Where $ \sigma \in \mathbb{R} $, $ u \in \mathbb{R}^{m} $ and $ v \in \mathbb{R}^{n} $.
This is called Rank 1 Matrix.

How can you get those parameters and vectors given $ X $?
Well, the Singular Value Decomposition (SVD) is here to save the data.

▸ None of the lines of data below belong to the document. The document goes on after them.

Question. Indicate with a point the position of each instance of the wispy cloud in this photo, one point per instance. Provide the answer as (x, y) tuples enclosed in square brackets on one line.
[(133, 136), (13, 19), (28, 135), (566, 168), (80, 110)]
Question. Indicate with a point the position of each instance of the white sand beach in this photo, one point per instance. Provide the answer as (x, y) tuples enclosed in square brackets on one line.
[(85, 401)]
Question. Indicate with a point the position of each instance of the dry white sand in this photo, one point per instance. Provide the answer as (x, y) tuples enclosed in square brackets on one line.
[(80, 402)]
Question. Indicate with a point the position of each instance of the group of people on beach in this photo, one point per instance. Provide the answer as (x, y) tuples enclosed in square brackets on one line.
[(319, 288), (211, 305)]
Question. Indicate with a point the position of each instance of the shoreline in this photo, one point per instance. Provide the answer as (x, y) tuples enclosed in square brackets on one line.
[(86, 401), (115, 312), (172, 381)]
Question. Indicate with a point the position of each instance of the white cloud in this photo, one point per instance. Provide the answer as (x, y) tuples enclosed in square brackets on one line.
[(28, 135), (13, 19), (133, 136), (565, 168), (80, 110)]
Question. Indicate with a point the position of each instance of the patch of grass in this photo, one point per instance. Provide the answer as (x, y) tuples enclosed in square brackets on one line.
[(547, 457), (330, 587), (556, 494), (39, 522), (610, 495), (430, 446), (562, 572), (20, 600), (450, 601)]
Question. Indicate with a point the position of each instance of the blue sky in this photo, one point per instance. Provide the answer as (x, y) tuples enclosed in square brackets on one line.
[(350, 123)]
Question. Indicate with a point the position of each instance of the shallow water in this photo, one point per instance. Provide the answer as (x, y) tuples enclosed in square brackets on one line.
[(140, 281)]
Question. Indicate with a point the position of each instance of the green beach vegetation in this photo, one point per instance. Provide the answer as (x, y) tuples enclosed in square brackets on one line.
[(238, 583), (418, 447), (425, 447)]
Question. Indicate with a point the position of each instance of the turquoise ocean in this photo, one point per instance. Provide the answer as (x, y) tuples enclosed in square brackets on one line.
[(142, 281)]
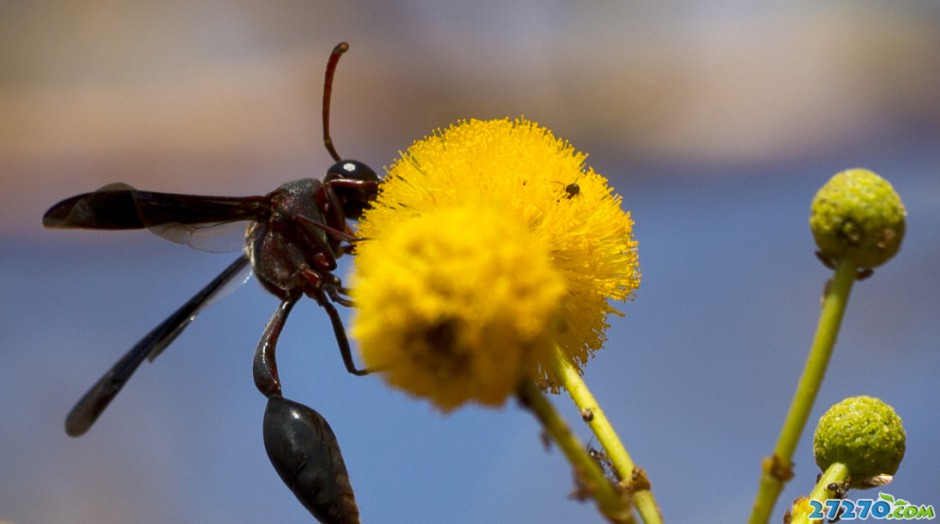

The SVD of $ X $ is given by:

$$ X = U \Sigma {V}^{T} = \sum {\sigma}_{i} {u}_{i} {v}_{i}^{T} $$

You can see those match when $ {\sigma}_{j} = 0 $ for $ j \geq 2 $.
So what you should do is the following:

epsThr = 1e-7;
[mU, mD, mV] = svd(mX);
vD = diag(mD);
if(all(vD(2:end) < epsThr))
    vU = mU(:, 1);
    vV = mV(:, 1);
end

We checked if indeed the singular value of 2 and onward are small.
If they do (You can decide to what degree of small by epsThr) then it is separable and the vectors are vU and vV.

In your case:

mX = [1, 3; 2, 6];
[mU, mD, mV] = svd(mX);

vD = diag(mD);
disp(vD);

The result is:

vD =

    7.0711
    0.0000

Since vD values are zero besides the first element (Only single non vanishing Singular Value) it is separable.

Indeed you can see that:

mD(1) * mU(:, 1) * mV(:, 1).'

ans =

    1.0000    3.0000
    2.0000    6.0000

As expected.

This method is really useful in Image Processing when we want to convolve with 2D kernel and we find it is separable and hence we can apply the 2D convolution using 2 1D convolutions (Along Columns / Rows).

In that case we define $ \hat{u} = \sqrt{{\sigma}_{1}} u $ and $ \hat{v} = \sqrt{{\sigma}_{1}} v $ where $ {\sigma}_{1} $ is the Singular Value.
Then we convolve $ \hat{u} $ along columns and $ \hat{v}^{T} $ along rows.